Engels

jun 25, 2021
admin

Longen en ademhalingsstelsel

(Longen en ademhalingsstelsel)

Wakker of slapend, we hoeven niet na te denken over ademhaling: het is zo noodzakelijk voor het leven dat het automatisch gebeurt. Elke dag halen we ongeveer 20.000 keer adem, en tegen de tijd dat we 70 zijn zullen we minstens 600 miljoen keer hebben ingeademd.

Ademhaling kan niet plaatsvinden zonder de hulp van het ademhalingsstelsel, dat de neus, keel, strottenhoofd, luchtpijp en longen omvat. Telkens als we ademen, nemen we zuurstofrijke lucht op via onze neus en mond, en vullen en legen onze longen zich. En zelfs als de lucht die we inademen vuil of vervuild is, kan ons ademhalingssysteem zich verdedigen tegen vreemde stoffen en organismen die via onze neus en mond binnenkomen. Verontreinigingen worden weer uitgeademd, opgehoest, doorgeslikt, via de darmen uitgescheiden, of vernietigd door maagsappen of opgegeten door macrofagen, een type bloedcel dat het lichaam afstruint op zoek naar ziektekiemen om te vernietigen.

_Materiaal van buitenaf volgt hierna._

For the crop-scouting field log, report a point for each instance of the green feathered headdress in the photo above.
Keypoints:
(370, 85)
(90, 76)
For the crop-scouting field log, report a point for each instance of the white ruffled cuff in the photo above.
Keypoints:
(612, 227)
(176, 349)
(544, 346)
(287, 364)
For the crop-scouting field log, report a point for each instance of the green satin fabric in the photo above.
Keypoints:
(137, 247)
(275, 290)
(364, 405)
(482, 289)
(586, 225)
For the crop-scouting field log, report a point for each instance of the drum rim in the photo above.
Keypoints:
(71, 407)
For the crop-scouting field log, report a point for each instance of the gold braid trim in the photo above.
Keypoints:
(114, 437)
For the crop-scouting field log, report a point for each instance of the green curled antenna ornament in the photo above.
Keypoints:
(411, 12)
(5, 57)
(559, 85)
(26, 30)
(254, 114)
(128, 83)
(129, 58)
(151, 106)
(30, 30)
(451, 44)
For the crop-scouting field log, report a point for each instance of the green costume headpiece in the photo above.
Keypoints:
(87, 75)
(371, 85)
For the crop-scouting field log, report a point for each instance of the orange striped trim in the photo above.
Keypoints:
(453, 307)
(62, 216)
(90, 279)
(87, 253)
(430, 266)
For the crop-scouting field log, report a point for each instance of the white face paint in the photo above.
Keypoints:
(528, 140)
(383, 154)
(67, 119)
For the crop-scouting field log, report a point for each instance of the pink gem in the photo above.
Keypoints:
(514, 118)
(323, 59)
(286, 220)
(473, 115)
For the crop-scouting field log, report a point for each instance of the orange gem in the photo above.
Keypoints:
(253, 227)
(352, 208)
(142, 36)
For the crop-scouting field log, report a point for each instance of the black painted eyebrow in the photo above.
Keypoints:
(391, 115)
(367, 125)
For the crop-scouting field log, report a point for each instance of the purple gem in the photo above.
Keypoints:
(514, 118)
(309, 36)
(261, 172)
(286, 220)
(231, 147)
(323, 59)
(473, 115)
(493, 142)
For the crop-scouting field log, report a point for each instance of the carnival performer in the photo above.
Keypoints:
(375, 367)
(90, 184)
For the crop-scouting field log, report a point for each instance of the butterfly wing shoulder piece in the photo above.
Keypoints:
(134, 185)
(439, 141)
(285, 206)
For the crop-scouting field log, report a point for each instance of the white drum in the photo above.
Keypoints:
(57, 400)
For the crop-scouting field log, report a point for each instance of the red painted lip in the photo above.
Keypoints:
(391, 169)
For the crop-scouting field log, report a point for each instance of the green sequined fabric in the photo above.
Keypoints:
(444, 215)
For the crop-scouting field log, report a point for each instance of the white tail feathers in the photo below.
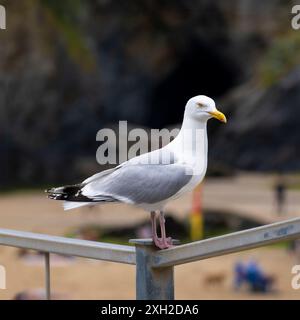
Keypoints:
(68, 205)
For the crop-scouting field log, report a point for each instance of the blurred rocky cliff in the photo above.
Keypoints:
(69, 68)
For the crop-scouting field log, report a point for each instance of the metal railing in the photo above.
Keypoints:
(154, 269)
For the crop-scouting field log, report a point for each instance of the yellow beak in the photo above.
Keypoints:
(218, 115)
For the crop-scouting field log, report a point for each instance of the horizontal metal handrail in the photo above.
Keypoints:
(230, 243)
(68, 246)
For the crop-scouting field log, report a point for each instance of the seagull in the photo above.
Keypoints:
(152, 179)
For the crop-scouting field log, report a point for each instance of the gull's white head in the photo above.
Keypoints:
(203, 108)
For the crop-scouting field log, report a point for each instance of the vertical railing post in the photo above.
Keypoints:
(151, 283)
(47, 276)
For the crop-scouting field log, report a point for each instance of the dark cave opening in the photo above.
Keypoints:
(202, 69)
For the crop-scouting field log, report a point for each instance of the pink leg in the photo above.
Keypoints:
(163, 242)
(167, 242)
(157, 241)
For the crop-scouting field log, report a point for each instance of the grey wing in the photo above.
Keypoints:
(140, 183)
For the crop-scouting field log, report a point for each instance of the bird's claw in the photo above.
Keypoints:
(161, 243)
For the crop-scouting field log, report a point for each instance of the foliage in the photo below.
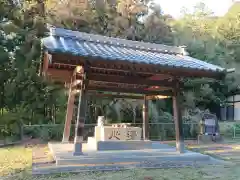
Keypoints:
(29, 99)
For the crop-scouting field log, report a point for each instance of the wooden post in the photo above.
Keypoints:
(69, 115)
(81, 115)
(145, 120)
(178, 120)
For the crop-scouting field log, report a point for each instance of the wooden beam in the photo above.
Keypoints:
(133, 91)
(129, 80)
(178, 120)
(145, 119)
(69, 115)
(81, 116)
(149, 68)
(101, 95)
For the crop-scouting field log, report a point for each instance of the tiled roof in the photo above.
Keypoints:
(89, 45)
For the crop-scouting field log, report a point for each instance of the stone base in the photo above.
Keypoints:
(209, 138)
(95, 145)
(165, 157)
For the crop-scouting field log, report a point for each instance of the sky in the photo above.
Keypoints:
(173, 7)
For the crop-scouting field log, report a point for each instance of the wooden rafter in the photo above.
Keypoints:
(130, 80)
(132, 90)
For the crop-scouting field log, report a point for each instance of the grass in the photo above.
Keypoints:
(14, 160)
(15, 164)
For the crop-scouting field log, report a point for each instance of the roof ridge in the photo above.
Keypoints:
(116, 41)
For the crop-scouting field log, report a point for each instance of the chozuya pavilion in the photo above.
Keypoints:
(92, 64)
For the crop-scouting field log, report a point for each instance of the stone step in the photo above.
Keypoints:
(50, 169)
(129, 158)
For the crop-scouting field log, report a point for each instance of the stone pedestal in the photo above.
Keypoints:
(209, 138)
(116, 137)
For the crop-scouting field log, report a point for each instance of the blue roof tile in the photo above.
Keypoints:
(112, 49)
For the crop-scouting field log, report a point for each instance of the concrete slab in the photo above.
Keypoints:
(165, 157)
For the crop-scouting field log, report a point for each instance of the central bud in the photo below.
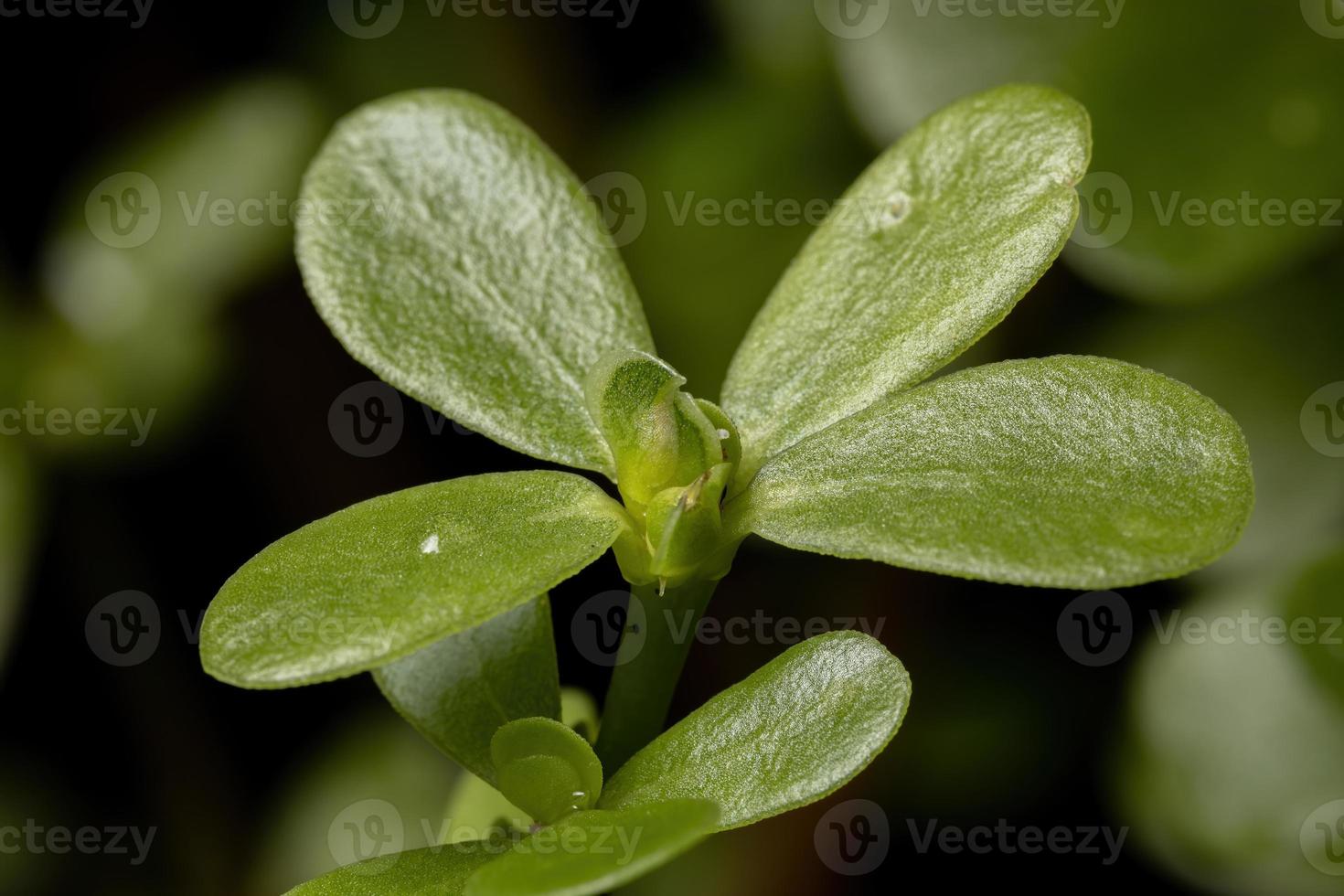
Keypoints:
(675, 455)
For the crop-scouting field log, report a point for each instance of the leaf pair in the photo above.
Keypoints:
(788, 735)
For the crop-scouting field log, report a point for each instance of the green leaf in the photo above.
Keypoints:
(382, 579)
(486, 286)
(436, 870)
(659, 435)
(594, 852)
(546, 769)
(1064, 472)
(929, 251)
(789, 733)
(460, 690)
(1315, 607)
(1152, 76)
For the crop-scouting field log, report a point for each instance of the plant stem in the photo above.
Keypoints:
(648, 669)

Als we niet ademhaalden, konden we niet leven. Het is een van de belangrijkste functies van het lichaam.

Wat zijn de longen en het ademhalingsstelsel?

Aan het begin van het ademhalingsstelsel zuigen de neusgaten (ook wel de nares genoemd) lucht naar binnen, waar het wordt verwarmd en bevochtigd. Kleine haartjes, trilhaartjes genoemd, beschermen de neusholten en andere delen van de luchtwegen en filteren stof en andere deeltjes die via de ingeademde lucht in de neus terechtkomen.

Lucht kan ook via de mond worden ingeademd. Deze twee openingen van de luchtwegen (de neusholte en de mond) komen samen in de keelholte, of keelholte, aan de achterkant van de neus en de mond. De keelholte maakt deel uit van het spijsverteringsstelsel en het ademhalingsstelsel, omdat er zowel voedsel als lucht door wordt vervoerd. Aan de basis van de keelholte splitst deze doorgang zich in tweeën, één voor voedsel (de slokdarm, die naar de maag leidt) en één voor lucht. Het strotklepje, een kleine weefseltong, bedekt de luchtweg als we slikken en voorkomt dat voedsel en vloeistof in de longen terechtkomen.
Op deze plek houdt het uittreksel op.